I recently read through crowd funding and though this might be of benefit to me. What do I need to do in order to get a successful crowd funding campaign?
70 percent of most crowd funding campaigns never reach their funding laid out plan. If you only reach a portion of your desired pledge amount all donated funds are then returned to investors once your campaign date is up. Do your homework and make your campaign count.
To get the best out of your campaign, I would strongly advise you do the following:
- Lay out your plan way in advance
- Keep a proper and well-articulated business plan
- Create a compelling story.
- Use the social media and start a social media campaign
- Frequently promote your fundraiser, connect and interact
- Dish out rewards and incentives
- To go viral, go for educative, informative and entertaining videos
- Be more than unique and creative as more exposure will translate to more potential pledges
- Choose the right crowd funding site for you.
- Know and understand your end target audience
Where can I turn when banks are not helping?
Getting bank finance for my restaurant is almost impossible.
Getting bank finance for my restaurant is almost impossible. How else can I access the funding that I need?
Most small businesses will experience a cash flow challenge at some point during the next 12 months and raising capital from traditional banks is becoming a real challenge. Conservative lending policies and onerous application processes mean that finance applications can take up to twelve weeks or longer.
Banks require significant securities, which many business owners are unable to meet. In short, banks are making it very tough for small businesses.
The business cash advance
For businesses that accept credit or debit cards as a form of payment for their goods and services (termed merchants), the business cash advance is now available as alternative source of funding.
In simple terms, a business cash advance offers the merchant an upfront advance to buy a discounted amount of future business turnover. For example, you may be advanced R80,000 for R100,000 of future turnover, so the fees can be easily calculated as R20,000.
The payback is an agreed percentage of your turnover, paid daily until the full amount is paid across. Payback increases and drops with your business turnover and the smaller daily payments are often easier than monthly fixed instalments.
Quicker turn-around and more accessible
Comparing it to a bank loan, the business cash advance is more accessible, operates over a shorter term and requires no personal security. It is also much faster, typically available within two weeks.
The advance amount is based on historical credit and debit card sales and pay overs are daily. The costs are fully transparent and there are no penalties for late payments or extended payback. However, accessibility, flexibility and convenience come at higher cost than traditional bank lending products.
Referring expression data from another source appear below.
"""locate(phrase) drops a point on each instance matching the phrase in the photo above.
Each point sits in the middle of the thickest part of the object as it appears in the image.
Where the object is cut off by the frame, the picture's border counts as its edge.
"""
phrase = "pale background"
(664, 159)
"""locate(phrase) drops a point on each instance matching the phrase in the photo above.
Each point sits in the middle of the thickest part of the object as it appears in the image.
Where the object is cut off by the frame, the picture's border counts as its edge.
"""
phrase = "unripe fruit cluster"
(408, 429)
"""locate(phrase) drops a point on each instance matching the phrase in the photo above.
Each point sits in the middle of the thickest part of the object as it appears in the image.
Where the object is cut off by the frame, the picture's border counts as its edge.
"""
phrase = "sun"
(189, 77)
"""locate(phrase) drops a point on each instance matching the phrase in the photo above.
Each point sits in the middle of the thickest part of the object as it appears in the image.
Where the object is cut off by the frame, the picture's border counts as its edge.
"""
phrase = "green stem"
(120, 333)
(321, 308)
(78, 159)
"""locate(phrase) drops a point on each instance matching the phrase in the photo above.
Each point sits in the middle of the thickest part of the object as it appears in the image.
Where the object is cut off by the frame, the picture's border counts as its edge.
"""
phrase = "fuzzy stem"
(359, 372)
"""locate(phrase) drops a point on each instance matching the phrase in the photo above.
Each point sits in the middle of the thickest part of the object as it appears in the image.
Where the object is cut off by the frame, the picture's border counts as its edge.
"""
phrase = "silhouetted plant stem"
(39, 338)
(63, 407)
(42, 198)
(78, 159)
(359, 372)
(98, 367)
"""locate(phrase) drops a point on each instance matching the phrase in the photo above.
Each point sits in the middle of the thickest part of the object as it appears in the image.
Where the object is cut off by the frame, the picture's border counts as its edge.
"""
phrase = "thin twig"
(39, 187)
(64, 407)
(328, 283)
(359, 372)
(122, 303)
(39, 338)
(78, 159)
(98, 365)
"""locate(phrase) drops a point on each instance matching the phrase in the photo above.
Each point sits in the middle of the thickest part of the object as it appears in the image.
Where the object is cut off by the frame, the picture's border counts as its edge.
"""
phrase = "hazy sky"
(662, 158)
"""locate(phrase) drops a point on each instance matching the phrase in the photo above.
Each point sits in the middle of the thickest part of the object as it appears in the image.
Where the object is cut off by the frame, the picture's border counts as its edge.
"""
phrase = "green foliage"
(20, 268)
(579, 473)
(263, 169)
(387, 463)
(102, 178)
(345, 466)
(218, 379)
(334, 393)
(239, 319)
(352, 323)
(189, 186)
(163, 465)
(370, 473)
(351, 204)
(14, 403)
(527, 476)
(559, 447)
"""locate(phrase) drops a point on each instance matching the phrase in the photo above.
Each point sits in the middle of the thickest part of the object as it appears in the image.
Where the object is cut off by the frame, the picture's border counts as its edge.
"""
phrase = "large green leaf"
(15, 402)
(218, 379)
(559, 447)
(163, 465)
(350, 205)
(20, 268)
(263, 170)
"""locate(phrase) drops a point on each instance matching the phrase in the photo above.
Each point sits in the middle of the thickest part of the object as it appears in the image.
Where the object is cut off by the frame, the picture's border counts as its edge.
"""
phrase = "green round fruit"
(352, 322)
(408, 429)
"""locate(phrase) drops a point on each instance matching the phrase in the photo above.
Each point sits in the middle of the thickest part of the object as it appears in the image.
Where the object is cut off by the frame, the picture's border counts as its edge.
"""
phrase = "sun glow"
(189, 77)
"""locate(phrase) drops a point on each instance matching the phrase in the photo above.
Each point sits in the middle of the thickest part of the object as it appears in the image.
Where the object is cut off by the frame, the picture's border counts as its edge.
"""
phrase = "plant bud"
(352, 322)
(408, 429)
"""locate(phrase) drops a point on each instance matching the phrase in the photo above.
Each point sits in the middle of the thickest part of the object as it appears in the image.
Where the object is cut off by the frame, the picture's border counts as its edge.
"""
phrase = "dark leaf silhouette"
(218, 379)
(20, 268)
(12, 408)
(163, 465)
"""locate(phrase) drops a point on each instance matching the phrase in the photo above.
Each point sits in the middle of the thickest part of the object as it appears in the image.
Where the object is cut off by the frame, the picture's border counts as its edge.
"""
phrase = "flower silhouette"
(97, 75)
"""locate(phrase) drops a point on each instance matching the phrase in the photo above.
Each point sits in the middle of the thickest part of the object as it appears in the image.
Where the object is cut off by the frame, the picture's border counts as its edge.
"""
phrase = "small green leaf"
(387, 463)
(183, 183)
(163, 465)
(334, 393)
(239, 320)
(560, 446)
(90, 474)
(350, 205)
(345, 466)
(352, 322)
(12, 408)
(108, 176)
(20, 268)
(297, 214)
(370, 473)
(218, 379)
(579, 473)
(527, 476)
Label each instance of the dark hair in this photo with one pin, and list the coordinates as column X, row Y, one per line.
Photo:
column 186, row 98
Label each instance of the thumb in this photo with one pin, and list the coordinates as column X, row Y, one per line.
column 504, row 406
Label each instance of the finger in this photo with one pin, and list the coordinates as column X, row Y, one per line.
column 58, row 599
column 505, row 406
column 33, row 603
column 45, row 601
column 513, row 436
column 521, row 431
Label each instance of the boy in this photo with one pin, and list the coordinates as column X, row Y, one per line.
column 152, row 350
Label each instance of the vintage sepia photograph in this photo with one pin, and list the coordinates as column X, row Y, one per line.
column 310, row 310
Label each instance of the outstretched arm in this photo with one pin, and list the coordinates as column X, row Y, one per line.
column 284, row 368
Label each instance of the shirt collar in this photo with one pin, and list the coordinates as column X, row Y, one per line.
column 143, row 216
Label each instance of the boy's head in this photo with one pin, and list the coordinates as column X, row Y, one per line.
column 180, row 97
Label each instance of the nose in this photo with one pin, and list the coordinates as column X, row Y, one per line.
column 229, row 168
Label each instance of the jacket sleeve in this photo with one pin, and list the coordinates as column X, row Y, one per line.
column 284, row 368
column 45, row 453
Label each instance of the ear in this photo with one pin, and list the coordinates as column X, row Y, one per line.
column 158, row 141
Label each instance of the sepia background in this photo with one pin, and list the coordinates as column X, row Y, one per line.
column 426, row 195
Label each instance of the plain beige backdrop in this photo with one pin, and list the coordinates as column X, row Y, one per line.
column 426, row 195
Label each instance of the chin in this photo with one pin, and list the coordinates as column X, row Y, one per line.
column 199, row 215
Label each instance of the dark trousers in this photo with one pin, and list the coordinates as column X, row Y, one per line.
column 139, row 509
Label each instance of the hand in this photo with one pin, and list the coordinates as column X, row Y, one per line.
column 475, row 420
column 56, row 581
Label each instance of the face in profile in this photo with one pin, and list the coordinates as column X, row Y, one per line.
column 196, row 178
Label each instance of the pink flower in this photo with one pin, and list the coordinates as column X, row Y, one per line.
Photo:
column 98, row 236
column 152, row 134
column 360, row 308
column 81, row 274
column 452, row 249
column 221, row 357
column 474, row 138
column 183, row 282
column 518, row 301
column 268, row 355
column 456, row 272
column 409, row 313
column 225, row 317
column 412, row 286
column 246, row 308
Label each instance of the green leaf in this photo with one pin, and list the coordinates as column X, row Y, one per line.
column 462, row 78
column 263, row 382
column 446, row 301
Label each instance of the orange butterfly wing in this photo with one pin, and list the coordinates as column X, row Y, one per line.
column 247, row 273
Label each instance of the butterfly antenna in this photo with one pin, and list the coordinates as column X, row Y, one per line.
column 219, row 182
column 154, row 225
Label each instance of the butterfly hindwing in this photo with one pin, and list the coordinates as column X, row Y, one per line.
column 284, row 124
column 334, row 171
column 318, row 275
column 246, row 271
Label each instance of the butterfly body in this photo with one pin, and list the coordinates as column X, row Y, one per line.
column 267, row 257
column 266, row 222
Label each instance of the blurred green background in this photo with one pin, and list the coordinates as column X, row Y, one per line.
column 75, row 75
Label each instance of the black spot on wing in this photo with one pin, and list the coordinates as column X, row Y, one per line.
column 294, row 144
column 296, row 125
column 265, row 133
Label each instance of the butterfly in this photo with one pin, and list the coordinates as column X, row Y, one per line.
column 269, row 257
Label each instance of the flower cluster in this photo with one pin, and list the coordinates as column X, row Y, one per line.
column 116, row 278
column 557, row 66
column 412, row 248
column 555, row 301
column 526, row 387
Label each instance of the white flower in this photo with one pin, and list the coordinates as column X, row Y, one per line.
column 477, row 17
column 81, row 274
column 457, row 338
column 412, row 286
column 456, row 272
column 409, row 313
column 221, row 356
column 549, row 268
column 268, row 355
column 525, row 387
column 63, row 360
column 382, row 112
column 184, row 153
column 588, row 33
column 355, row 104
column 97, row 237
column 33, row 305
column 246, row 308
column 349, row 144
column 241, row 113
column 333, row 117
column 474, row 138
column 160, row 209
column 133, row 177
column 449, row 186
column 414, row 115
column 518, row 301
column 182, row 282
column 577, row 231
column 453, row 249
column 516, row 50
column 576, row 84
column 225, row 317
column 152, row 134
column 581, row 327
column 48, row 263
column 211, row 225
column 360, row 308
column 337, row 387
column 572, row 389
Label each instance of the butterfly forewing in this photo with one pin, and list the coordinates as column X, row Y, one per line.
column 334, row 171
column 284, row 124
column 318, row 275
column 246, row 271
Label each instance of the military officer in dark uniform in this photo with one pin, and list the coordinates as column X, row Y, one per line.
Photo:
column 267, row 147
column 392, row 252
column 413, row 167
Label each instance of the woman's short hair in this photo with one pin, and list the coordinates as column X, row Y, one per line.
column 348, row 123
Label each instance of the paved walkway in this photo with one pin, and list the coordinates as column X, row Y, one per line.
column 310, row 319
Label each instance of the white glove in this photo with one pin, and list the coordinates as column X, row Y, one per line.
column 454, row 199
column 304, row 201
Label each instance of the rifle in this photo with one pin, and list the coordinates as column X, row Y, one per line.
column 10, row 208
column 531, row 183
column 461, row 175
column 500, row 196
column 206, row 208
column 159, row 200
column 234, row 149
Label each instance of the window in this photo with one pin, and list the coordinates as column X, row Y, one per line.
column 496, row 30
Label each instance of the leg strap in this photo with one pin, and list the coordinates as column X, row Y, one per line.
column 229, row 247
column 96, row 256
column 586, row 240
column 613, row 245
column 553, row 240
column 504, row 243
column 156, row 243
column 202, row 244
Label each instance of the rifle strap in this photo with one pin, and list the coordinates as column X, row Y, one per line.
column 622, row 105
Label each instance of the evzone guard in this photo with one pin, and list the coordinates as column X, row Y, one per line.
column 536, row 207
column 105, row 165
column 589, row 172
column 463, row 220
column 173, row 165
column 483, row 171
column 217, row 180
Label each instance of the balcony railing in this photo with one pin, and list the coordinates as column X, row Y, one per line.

As with any financial product, it is important that the benefits gained from using the money are more than the costs, so it is important to have a good purpose for the funding and carefully consider the available options.
Over the last three years, the business cash advance has becoming more main-stream and this funding is used by business with a relatively high card turnover, such as restaurants, retailers, beauty salons, supermarkets, convenience stores etc.
What to use the advance for
The advance is typically used for a business opportunity, such as expansion, new stock, new equipment, marketing etc. Alternatively, it also offers through a difficult trading period or to cover an unexpected expense such as equipment failure when the money is needed quickly.
Small businesses are a vital part of the South African economy, contributing over 65% of South Africa’s employment and over 50% of GDP – accessing funding is imperative for these businesses to survive and grow.